Meta Brennan Vincent Oct 30, 2017

Battery Instrumentation at Facebook

Article Summary

Facebook was flying blind on battery drain across a billion devices. User-facing battery percentage? Too noisy, too coarse, and deliberately inaccurate by design.

Three engineers from Facebook's New York team break down their production battery instrumentation system for iOS and Android. They explain why traditional profiling tools fail at scale and how they built a modeling approach that catches regressions before they ship.

Key Takeaways

Critical Insight

Facebook built a component-level battery monitoring system that models energy drain without physical noise, catching regressions in hours instead of relying on user complaints.

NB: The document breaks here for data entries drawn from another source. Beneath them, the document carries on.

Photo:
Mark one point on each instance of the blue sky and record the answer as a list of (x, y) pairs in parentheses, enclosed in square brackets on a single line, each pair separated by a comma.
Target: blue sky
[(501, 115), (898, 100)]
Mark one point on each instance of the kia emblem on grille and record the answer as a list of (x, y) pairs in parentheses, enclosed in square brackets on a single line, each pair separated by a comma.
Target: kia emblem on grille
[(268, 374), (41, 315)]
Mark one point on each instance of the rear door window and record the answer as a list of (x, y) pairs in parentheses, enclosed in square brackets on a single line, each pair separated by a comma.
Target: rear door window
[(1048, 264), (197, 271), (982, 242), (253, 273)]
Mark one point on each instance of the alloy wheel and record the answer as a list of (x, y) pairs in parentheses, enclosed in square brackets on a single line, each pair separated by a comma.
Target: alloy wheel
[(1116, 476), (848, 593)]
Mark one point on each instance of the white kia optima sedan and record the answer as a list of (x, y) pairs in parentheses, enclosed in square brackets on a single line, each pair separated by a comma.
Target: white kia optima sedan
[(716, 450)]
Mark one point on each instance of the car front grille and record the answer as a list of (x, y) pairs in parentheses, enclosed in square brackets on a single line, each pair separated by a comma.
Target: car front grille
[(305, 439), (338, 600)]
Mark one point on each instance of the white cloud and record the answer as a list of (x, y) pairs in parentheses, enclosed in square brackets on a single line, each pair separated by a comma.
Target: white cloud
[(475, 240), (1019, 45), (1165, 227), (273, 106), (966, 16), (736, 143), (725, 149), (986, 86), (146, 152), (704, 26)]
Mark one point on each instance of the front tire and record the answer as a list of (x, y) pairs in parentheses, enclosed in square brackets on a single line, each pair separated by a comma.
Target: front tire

They open-sourced BatteryMetrix, and there's a surprising culprit draining 30% CPU while doing absolutely nothing visible to users.

About This Article

Problem

At Facebook's scale of a billion devices, traditional debugging fell apart. Developers couldn't reproduce issues on their own machines, and with hundreds of engineers shipping code daily, finding which change caused a battery drain became impossible without measuring what actually happened in production.

Solution

Facebook built instrumentation that tracked hardware usage at a granular level. They measured CPU at the thread level, network traffic by call site, and camera and location usage by product team. This let them connect hardware drain back to the specific code responsible.

Impact

The CPU spin detector collected stack traces from millions of devices and found the exact line that caused a regression within hours. Thread-level CPU measurement cut the investigation space dramatically, from every line of code in the system down to specific functions or thread pools.